In the meantime, Flow Designer also triggers the creation of a ticket in Jira (or your incident management system of choice) and automatically updates the ticket with the incident data provided by Dynatrace.

xMatters creates and updates Jira issues
  • Step 4 – xMatters creates a dedicated Slack channel

Similarly, the Flow Designer workflow automatically creates a channel in your preferred chat tool (Slack, Microsoft Teams, or other). The respective chat bots include the Dynatrace incident information in the chats. Here you can reference on-call schedules and invite the right team members to join the conversation. Once the incident is resolved, your chat transcript is automatically attached to the respective service desk ticket (for example, Jira) to give you and your team a complete picture of what happened.

xMatters creates a dedicated Slack channel
  • Step 5 – xMatters triggers a runbook in Ansible to fix the disk latency

As a last step, xMatters triggers a runbook in Ansible to push the disk latency fix.

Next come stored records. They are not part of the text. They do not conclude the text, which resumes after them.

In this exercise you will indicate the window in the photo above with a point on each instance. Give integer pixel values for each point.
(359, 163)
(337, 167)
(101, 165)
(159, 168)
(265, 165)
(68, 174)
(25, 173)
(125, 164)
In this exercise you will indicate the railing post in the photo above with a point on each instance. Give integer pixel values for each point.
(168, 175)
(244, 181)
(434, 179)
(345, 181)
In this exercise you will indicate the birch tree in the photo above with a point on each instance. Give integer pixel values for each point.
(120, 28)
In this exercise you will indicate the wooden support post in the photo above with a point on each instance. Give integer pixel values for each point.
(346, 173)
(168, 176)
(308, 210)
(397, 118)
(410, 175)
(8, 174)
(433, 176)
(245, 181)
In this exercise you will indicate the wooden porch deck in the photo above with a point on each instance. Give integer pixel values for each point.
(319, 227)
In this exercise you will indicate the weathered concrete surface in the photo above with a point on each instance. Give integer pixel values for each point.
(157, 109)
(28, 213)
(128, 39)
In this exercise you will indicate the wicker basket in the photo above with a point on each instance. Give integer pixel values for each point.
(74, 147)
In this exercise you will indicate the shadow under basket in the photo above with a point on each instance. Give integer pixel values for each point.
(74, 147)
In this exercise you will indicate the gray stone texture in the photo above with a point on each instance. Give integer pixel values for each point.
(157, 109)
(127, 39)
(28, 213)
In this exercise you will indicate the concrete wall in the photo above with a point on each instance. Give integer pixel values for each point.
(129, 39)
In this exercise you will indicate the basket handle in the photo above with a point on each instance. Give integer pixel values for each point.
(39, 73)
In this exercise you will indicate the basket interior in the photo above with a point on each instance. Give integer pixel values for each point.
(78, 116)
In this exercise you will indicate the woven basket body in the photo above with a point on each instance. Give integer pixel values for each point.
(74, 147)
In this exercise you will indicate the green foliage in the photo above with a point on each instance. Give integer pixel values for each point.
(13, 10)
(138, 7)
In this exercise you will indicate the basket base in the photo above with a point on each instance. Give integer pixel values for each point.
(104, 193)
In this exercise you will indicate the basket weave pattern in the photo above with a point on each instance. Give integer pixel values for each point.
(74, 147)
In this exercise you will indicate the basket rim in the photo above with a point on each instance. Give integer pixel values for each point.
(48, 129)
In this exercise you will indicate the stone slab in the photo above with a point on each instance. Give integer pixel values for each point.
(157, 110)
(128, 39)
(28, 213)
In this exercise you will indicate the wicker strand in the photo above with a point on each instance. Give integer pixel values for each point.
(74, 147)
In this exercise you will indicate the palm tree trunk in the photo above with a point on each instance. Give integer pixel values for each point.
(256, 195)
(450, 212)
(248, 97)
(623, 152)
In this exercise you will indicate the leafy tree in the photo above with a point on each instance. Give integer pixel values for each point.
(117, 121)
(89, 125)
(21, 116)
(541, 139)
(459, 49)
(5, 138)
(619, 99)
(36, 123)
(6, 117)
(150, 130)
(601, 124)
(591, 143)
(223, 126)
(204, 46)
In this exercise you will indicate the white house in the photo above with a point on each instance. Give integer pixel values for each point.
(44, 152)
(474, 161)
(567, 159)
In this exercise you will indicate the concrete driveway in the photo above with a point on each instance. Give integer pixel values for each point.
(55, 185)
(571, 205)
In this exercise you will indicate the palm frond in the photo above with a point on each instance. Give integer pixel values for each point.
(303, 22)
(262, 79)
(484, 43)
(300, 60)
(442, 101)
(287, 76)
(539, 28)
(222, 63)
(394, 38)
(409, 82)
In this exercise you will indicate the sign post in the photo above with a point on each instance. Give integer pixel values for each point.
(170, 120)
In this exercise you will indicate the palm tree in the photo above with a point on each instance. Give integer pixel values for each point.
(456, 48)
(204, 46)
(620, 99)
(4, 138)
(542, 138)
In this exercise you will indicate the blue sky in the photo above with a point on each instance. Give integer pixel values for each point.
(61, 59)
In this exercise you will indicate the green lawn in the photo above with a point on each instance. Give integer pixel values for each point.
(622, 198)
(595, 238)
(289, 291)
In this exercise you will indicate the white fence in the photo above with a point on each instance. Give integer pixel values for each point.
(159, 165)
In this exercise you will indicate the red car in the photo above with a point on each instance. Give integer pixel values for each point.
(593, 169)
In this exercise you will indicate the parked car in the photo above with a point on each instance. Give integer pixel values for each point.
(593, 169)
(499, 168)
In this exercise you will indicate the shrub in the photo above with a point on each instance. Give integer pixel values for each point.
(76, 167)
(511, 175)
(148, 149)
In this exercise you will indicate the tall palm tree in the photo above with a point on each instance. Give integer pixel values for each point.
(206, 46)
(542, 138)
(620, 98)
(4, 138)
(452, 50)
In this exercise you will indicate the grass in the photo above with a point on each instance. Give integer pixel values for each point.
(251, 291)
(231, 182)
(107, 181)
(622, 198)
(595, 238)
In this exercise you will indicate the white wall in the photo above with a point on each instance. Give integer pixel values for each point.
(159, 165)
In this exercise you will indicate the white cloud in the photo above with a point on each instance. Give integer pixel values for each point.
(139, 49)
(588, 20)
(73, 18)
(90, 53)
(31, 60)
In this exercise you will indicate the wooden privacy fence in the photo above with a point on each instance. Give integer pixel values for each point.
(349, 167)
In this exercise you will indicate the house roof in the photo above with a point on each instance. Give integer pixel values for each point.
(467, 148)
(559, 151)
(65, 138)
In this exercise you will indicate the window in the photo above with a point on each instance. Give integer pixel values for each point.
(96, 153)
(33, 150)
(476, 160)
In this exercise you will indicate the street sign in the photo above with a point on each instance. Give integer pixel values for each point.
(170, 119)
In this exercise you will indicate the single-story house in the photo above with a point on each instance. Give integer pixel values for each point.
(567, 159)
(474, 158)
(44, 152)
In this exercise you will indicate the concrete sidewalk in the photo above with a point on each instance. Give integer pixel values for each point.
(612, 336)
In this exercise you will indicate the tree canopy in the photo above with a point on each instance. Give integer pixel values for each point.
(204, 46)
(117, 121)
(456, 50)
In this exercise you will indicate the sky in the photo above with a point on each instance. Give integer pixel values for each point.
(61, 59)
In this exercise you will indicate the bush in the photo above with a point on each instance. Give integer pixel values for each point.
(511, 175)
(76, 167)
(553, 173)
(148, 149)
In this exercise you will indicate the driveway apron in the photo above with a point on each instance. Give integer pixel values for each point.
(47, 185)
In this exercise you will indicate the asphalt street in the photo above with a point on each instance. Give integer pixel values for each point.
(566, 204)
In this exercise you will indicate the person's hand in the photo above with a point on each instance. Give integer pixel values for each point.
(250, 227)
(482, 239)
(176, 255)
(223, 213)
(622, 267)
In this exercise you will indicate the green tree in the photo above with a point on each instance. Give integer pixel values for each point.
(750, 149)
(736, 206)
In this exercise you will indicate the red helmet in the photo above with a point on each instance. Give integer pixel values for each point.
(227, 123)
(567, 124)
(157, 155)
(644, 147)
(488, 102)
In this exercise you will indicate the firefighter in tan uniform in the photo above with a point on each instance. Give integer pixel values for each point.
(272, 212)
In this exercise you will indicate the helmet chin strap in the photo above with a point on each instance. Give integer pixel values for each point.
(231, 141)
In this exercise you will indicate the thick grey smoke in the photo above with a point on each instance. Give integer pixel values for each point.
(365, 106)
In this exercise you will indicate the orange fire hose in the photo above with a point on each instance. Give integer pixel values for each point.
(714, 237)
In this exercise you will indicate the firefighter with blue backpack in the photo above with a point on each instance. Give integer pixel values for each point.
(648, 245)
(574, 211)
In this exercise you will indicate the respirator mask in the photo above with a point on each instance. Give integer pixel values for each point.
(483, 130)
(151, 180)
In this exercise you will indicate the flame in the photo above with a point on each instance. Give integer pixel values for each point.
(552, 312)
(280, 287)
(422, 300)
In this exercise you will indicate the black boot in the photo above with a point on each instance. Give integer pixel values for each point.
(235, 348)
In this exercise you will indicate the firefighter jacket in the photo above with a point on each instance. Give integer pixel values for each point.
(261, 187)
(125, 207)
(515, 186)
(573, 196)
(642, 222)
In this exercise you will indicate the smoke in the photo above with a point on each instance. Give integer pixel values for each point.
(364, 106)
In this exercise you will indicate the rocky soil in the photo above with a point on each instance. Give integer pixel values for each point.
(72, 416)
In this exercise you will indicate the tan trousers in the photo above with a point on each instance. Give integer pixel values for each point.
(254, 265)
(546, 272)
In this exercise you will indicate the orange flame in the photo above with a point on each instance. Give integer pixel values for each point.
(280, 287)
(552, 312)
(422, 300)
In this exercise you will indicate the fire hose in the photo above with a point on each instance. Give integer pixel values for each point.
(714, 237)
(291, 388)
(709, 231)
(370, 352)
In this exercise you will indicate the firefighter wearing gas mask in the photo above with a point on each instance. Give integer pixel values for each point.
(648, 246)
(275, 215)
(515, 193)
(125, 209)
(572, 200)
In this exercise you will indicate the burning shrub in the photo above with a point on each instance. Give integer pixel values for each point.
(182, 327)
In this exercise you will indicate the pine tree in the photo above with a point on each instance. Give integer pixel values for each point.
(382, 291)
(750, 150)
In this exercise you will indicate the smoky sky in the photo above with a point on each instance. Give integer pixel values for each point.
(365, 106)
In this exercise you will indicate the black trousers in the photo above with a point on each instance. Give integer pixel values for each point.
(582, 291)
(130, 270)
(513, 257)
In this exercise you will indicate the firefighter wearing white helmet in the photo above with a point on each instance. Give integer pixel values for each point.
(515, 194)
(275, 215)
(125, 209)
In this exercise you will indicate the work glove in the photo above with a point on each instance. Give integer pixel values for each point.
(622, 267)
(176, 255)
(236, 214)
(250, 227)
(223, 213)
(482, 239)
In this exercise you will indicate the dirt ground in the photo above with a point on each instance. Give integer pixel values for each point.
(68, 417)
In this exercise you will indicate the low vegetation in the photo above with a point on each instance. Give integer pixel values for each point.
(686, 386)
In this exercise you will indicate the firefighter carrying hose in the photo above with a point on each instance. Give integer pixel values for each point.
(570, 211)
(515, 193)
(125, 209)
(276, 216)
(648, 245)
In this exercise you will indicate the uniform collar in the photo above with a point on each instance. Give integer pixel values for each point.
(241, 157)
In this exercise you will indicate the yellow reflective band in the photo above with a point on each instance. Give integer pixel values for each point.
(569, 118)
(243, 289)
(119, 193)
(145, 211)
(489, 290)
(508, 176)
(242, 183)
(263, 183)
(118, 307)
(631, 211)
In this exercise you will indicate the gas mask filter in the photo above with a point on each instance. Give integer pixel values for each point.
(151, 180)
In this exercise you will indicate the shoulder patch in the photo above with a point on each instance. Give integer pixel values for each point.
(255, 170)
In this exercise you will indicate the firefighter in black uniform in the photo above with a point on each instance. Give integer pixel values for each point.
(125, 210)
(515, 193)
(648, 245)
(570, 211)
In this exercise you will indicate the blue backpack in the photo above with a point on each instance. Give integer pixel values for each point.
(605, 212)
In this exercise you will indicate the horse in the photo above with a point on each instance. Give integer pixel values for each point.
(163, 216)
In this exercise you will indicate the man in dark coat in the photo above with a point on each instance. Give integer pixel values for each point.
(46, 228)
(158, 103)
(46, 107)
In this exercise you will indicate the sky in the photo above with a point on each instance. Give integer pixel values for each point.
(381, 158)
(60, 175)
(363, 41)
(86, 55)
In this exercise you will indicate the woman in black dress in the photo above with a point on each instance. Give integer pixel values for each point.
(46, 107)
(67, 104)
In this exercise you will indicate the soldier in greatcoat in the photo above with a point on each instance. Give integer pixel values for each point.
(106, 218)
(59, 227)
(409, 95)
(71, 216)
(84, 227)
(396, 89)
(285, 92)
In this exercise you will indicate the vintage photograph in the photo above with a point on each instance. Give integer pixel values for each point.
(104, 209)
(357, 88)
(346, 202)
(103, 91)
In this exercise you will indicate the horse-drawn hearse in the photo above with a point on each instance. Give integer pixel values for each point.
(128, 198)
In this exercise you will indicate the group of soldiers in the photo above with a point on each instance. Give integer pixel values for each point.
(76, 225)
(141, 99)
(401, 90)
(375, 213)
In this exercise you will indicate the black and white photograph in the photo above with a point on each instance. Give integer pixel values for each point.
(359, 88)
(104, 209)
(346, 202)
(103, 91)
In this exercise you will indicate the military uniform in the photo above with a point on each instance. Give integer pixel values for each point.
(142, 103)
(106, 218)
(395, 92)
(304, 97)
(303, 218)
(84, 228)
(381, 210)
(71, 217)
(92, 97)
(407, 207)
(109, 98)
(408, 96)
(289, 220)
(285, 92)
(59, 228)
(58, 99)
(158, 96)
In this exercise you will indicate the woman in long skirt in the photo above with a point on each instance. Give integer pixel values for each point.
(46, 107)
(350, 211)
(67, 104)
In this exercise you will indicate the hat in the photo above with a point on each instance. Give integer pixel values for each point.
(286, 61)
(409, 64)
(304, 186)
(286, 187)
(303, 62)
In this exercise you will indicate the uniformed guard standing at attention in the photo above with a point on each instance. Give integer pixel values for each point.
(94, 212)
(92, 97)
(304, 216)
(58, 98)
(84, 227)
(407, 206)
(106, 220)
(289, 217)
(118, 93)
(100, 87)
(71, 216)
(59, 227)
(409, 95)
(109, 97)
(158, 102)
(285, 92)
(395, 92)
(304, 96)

In this case, a team member determines that the best course of action is to delete temporary files from disk to free up processing power and return the disk to proper health. In the background, all integrated systems (Dynatrace, Jira Service Desk, and Slack) are updated with details of the action taken and the newly improved performance data.

Depending on the type of the issue, xMatters launches workflows across your systems to start the automated self-healing process.

Wrap up

A full disk can impact performance, sometimes even causing critical processes such as backups to fail. However, because Dynatrace can pinpoint symptoms of impending full disk events before they strike, you can take proper action and automate workflows across systems to address these issues quickly. Dynatrace and xMatters are your first line of defense against threats to your disk health.